Catwoman (July 22/04)
Given that Spider-Man 2 significantly raised the bar for comic book movies, it doesn't seem entirely unreasonable to walk into Catwoman with fairly high expectations. Sure, there was the disastrous trailer which emphasized Halle Berry's ludicrous costume and penchant for incredibly lame one-liners. Yet the film was co-written by John D. Brancato and Michael Ferris (both of whom wrote last year's surprisingly effective Terminator sequel), leaving some hope that Catwoman might be able to overcome such misguided elements. No dice (although, to be fair, the movie isn't quite as terrible as some other folks are claiming).
Berry plays Patience Phillips, a meek advertising artist who stumbles upon a dastardly plot hatched by her company and is summarily killed.
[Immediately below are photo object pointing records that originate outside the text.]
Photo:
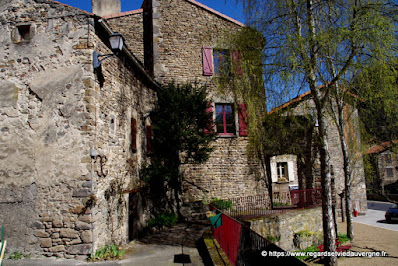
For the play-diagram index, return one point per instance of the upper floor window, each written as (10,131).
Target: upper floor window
(221,62)
(225,119)
(282,173)
(390,172)
(388,158)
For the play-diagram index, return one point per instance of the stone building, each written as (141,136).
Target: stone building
(306,171)
(183,41)
(72,137)
(385,166)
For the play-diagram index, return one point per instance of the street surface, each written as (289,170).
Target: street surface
(375,215)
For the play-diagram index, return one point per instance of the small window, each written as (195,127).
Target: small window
(390,172)
(112,123)
(225,119)
(282,173)
(222,62)
(24,32)
(133,134)
(149,136)
(388,158)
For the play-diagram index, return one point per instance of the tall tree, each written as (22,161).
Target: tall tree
(179,123)
(314,44)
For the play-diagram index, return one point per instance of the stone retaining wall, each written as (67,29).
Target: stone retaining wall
(293,230)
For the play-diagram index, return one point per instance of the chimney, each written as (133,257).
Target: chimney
(105,7)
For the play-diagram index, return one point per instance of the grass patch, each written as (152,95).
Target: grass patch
(17,255)
(343,238)
(108,252)
(309,249)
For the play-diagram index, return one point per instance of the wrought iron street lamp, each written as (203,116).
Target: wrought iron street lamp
(116,41)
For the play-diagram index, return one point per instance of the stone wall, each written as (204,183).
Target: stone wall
(306,107)
(130,25)
(54,198)
(288,231)
(180,30)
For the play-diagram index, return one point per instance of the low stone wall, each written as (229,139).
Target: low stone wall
(293,230)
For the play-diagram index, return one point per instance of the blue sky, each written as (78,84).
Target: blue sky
(227,7)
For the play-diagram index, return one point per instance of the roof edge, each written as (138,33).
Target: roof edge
(122,14)
(296,99)
(59,3)
(216,12)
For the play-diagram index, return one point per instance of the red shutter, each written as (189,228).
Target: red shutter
(148,139)
(236,59)
(207,56)
(243,120)
(210,129)
(133,134)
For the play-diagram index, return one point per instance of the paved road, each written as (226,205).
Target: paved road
(158,249)
(375,216)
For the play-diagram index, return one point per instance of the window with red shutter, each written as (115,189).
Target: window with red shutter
(225,119)
(148,139)
(207,57)
(133,134)
(210,128)
(243,120)
(236,60)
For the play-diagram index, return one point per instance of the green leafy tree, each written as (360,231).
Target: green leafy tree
(178,122)
(314,44)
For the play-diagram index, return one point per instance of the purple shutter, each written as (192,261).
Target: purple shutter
(207,54)
(236,59)
(210,128)
(148,139)
(133,134)
(243,120)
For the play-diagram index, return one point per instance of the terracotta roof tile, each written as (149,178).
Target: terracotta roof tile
(380,147)
(122,14)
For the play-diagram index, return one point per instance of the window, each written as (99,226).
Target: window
(133,134)
(388,158)
(225,122)
(221,62)
(282,174)
(148,133)
(24,32)
(390,172)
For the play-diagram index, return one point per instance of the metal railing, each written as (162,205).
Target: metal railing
(297,198)
(260,205)
(3,244)
(243,246)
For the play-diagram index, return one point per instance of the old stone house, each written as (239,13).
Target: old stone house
(303,171)
(384,164)
(72,137)
(182,41)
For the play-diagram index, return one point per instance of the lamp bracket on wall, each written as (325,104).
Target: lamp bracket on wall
(116,41)
(96,58)
(102,160)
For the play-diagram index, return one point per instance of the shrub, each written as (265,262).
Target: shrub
(307,250)
(163,219)
(108,252)
(222,204)
(273,239)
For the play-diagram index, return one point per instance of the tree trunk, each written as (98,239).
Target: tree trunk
(329,234)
She's reborn after a gang of cats bring her back to life, infusing her with super powers and a thirst for milk and cat food. As Catwoman, she becomes a vigilante of sorts - and catches the interest of detective Tom Lone (Benjamin Bratt), who just happens to be dating her alter-ego, Patience.
Catwoman marks French director Pitof's American debut, and his audacious visual style is certainly distinctive - though his reliance on CGI, particularly in the fight sequences, eventually becomes overwhelming. Along with cinematographer Thierry Arbogast, Pitof imbues the movie with a slick sheen that makes Michael Bay's work look gritty by comparison. This wouldn't necessarily have been a bad thing in a better movie, but there comes a point at which it's impossible not to wish he'd just settle down already. It doesn't help that Pitof and co. have packed the film with popular musicians (one would suppose), giving Catwoman the feel of a music video (a dated music video, at that).
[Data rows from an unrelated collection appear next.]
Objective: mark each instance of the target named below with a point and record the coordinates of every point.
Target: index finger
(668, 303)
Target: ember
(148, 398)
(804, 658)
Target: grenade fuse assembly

The movie's concept isn't necessarily a bad one - dead woman resurrected and given special gifts - but the way in which the script incorporates such elements into the story leaves a lot to be desired. Worse than that, the basic premise of the film (Patience literally becomes a cat woman) evidently wasn't exciting enough for the filmmakers, who have given the character powers far beyond that of a feline (has anyone ever known a cat that can scale walls?) Berry is adequate in the role, though she's never entirely convincing as the pre-Catwoman mousy wallflower. Bratt exudes charisma, but he's not given much to do other than chase Catwoman around (all the while failing to recognize her as his girlfriend, even though she's wearing a tiny mask).
Clichés abound in the film's script, from the characters (Patience's best friend is one of those scrappy, wisecracking sidekicks that only seem to exist in movies like this) to the plot developments (there's one scientist who suddenly develops a conscience and threatens to go public - he is, of course, quickly dispatched). It'd be unreasonable to expect pure originality out of a film like this, but Catwoman doesn't even try to approach some kind of middle ground. Comic fans looking for the next X-Men or Batman (before Joel Schumacher got his hands on it) will surely be disappointed, while Berry undoes any respect she might've had thanks to her Monster's Ball Oscar win. Skip it (a repeat viewing of Spider-Man 2 would undoubtedly be a better idea).